На щеке ее отображенная тень качающейся за окном ветки прыгала трепетным полукругом. И вдруг вместе с тенью Наденька сдувалась в пространство, а он бежал по длинному, загибающемуся в конце больничному коридору. Он помнит, как чуть не сбил с ног накрахмаленную до хруста сестру на узком и скользком повороте, как кто-то схватил его за руку и остановил у дверей операционного зала и как ехидно тикали круглые стенные часы, отбивая в тишине звонкие минуты. Постепенно из этих пестрых лоскутьев слагалась вся его прошлая жизнь, и он проходил теперь мысленно по ее извилистым дорогам. Играя на виолончели в этом маленьком немецком городке, похожем на цветную иллюстрацию к учебнику Аллендорфа, он переносился на шесть лет назад, в солнечный миг бессарабского утра и видел себя грязным оборванцем, бредущим по кишиневским улицам. Он только что бежал из Советской России, и глаза его жадно вбирали всю новую, странную и необычную обстановку: груды товаров на лотках, поставленных вдоль улицы, нарядную толпу, казавшуюся ему тогда сборищем миллионеров, зеленые палисадники у домов и выше, на горизонте, крахмальные облака, изрезанные жилками еще обнаженных мартовских веток.

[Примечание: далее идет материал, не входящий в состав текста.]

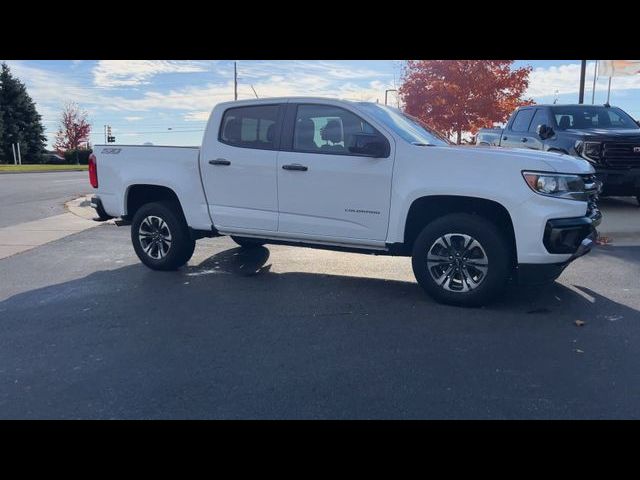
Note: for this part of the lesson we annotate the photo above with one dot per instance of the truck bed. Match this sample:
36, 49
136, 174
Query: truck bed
122, 166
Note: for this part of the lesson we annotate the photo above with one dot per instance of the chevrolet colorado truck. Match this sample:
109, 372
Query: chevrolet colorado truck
356, 177
605, 136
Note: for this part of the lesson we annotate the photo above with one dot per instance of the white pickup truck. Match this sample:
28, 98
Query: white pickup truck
358, 177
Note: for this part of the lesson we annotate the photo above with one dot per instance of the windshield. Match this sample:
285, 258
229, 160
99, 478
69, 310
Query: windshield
409, 128
579, 116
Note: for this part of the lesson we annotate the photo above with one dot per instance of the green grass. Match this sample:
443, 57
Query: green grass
40, 168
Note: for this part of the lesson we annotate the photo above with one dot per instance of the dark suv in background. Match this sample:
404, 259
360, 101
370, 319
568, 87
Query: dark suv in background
603, 135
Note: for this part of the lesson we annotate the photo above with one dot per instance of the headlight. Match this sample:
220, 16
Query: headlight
556, 185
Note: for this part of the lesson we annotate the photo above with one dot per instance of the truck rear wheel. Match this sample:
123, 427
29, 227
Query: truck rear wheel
246, 242
461, 259
160, 236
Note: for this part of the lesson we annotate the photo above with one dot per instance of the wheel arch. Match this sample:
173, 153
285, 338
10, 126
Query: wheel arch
138, 195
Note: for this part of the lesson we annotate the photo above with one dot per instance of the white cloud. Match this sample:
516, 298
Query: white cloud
545, 82
126, 73
197, 116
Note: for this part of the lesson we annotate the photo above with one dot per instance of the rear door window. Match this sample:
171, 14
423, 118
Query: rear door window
251, 127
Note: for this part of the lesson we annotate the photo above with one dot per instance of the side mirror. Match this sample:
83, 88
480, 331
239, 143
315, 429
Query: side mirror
544, 131
369, 145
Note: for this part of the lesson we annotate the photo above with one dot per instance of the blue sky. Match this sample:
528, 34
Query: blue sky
168, 102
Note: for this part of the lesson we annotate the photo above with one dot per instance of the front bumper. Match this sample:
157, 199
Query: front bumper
576, 236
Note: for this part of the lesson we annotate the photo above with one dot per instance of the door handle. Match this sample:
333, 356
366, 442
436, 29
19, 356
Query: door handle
219, 161
295, 166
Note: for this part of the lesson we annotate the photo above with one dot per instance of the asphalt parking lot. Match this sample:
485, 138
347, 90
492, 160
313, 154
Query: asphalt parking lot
86, 331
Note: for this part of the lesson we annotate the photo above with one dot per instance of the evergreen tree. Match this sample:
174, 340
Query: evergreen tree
21, 122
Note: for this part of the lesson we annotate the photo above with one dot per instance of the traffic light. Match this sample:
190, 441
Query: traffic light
110, 138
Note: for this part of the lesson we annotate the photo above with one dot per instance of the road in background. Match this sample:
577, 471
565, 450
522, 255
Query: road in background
86, 331
25, 197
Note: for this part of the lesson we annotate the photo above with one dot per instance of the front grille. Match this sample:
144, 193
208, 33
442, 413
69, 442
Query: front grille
621, 155
593, 187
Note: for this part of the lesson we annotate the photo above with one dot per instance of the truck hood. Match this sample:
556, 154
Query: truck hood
528, 159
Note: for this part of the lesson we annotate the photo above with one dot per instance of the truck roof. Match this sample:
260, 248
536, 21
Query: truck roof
252, 101
567, 105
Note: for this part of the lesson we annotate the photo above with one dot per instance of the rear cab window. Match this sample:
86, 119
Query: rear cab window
522, 120
541, 117
255, 126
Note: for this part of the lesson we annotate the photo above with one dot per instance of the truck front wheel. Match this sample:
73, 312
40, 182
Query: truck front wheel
461, 259
160, 236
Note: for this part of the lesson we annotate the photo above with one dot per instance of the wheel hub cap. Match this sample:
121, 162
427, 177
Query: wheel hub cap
155, 237
457, 262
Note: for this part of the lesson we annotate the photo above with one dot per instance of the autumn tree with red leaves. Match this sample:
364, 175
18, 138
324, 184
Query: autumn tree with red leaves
455, 96
74, 130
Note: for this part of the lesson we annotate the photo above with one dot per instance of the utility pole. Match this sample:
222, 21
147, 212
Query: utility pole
235, 80
386, 93
583, 69
595, 75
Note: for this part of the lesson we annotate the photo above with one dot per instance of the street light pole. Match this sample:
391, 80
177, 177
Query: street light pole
583, 69
235, 81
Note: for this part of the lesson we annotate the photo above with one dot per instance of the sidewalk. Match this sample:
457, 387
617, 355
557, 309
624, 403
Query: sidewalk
25, 236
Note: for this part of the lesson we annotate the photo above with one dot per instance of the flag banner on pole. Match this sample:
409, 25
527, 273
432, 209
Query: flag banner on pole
618, 68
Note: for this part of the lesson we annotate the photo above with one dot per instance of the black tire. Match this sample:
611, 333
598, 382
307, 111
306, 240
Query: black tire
102, 214
494, 248
246, 242
180, 247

Тогда он был охвачен горделивыми мечтами о своей будущей карьере. Он проедет всю Европу с лекциями о Советской России, он расскажет обо всем, что видел сам, он увлечет своею речью европейских буржуа. И несмотря на то, что ему уже исполнилось тогда двадцать девять лет, – мечты принимали реальные формы и плотно вплетались в жизнь, украшая ее волшебными узорами. Уже значительно позже, в Бухаресте, когда он поведал о своих планах Федосею Федосеевичу и когда старик в конце его пылкой речи откровенно расхохотался, – он испытал то незабываемое ощущение разочарования и обиды, какое испытывает ребенок, сорвавший колючий цветок чертополоха и вдруг до крови наколовший руку.
В Бухарест он приехал апрельским вечером (он помнит, как желтыми лимонами выросли из тумана бесчисленные фонари города) и, выйдя с вокзала, сел на скамью у крохотного садика. Он сел, положив рядом с собой ободранный чемодан, приобретенный им в Кишиневе вместе с серыми туфлями у еврея-старьевщика, и, достав записную книжку, стал листать страницы. Город шумел вечерним перекатывающимся шумом, гудки автомобилей плоским кваканьем прорезывали воздух, голубыми усами шевелились по улице снопы электрического света, из кафе и ресторанов доносился беспомощно-наивный и женственный хор скрипок. Мальчишка-газетчик пробежал мимо, визгливо выкрикивая названия вечерних газет: «Адеверул!», «Ментуирея!», «Диминяца!». Ненужный теперь, уводящий назад в прошлое свисток локомотива вдруг заставил Кравцова вздрогнуть, и он впервые почувствовал действительность окружавшей его со всех сторон новой жизни. Наконец при свете уличного фонаря он отыскал нужный ему адрес: книжный склад «Ромул», улица генерала Авереску, № 44. Это был ночлег на сегодня, протекция кишиневского покровителя. Вспомнив теперь своего покровителя, и даровые обеды в приюте для девушек-сирот, и голубей, постоянно воркующих на карнизах темного приютского здания, – он почти умилился. Как там встретят завтра его отсутствие и будет ли обычный субботний пирог с капустой?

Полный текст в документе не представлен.